What Causes Rare Inflammatory Disease in Children Post COVID?

Coronavirus Death Toll in Brazil

Researchers have discovered a key clue to an uncommon but significant COVID-19 side effect known as a multisystem inflammatory syndrome in children, or MIS-C, in children under the age of 12.

Fever, discomfort, and inflammation of various organs, including the heart, lungs, kidneys, skin, eyes, and gastrointestinal tract, are all symptoms of MIS-C.

RNA sequencing of blood samples led to the discovery that specific infection-fighting cells of the immune system are downregulated in children with MIS-C and that this is associated with a sustained inflammatory response — a hallmark of infection with SARS-CoV-2, the virus that causes COVID-19, according to researchers from Mount Sinai Hospital in New York, US.
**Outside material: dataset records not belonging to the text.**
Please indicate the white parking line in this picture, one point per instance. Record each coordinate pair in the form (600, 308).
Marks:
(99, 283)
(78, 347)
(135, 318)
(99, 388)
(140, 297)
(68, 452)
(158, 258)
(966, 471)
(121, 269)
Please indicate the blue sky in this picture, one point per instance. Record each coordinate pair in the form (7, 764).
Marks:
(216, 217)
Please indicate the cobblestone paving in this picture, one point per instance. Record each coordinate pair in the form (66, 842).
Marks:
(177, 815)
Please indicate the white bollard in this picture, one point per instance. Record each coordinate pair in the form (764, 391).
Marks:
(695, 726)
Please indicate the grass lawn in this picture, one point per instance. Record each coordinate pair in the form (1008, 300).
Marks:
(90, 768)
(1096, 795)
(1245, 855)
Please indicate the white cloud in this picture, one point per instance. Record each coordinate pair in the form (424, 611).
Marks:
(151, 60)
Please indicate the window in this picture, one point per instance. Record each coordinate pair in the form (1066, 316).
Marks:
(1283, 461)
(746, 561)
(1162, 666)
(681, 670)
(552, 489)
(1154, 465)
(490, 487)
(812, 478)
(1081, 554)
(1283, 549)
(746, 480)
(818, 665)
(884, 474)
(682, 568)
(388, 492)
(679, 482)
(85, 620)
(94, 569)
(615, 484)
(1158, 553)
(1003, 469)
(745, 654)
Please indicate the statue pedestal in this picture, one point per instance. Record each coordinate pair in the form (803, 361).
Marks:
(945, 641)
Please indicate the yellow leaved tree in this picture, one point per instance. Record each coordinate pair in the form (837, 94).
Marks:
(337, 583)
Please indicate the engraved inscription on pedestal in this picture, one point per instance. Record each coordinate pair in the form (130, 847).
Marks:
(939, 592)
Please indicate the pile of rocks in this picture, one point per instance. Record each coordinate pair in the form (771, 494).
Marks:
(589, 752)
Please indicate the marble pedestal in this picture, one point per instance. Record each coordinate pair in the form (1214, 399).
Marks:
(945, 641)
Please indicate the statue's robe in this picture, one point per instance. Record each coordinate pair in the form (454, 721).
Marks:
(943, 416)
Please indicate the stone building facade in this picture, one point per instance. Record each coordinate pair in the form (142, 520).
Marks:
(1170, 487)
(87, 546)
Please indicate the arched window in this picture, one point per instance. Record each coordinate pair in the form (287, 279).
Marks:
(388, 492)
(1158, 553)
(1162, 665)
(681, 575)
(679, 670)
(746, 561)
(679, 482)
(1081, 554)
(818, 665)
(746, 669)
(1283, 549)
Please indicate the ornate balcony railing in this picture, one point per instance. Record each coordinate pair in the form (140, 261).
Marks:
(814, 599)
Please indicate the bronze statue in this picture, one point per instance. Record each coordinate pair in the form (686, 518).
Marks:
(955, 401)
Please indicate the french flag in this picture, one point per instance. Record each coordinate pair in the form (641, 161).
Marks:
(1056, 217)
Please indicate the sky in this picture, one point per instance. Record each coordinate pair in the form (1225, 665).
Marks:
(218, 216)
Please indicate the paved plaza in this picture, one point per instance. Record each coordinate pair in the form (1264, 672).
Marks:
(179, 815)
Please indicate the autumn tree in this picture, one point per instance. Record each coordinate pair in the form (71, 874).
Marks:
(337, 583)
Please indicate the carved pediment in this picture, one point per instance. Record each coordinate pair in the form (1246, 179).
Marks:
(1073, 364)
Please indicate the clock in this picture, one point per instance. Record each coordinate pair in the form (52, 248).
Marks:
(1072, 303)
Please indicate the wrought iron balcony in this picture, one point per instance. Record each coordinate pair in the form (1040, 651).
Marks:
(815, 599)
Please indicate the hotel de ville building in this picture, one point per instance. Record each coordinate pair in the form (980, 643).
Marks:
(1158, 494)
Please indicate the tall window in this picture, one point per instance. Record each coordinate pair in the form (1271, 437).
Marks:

The findings were reported in the journal Nature Communications. The researchers looked at MIS-C and COVID-19 cases in children and discovered novel exploratory paths involving complex networks and subnetworks of genes.

The suppression of two types of immune cells, natural killer (NK) cells and CD8+ T cells were one of the more prominent of these gene networks.

Previous research has demonstrated that when CD8+ T cells are exposed to infections for an extended period of time, they become “exhausted,” losing their efficiency and ability to multiply.

The CD8+ T cells in the latest study were particularly mentioned as being tired, which could potentially impair the inflammatory immune response. Exhausted CD8+ T cells are linked to an increase in NK cells.

“One of the potential drivers of this disease in MIS-C patients is T cell exhaustion,” said Noam Beckmann, assistant professor of genetics and genomic sciences at Mount Sinai’s Icahn School of Medicine. “Increasing both NK cells and circulating exhausted CD8+ T cells may improve inflammatory disease symptoms.”

“We also discovered nine important regulators of this network that have been linked to NK cell and fatigued CD8+ T cell function,” Beckmann added.

One of these regulators, TBX21, is a prospective therapeutic target, according to Beckmann, because it acts as a master coordinator in the shift of CD8+ T cells from active to tired.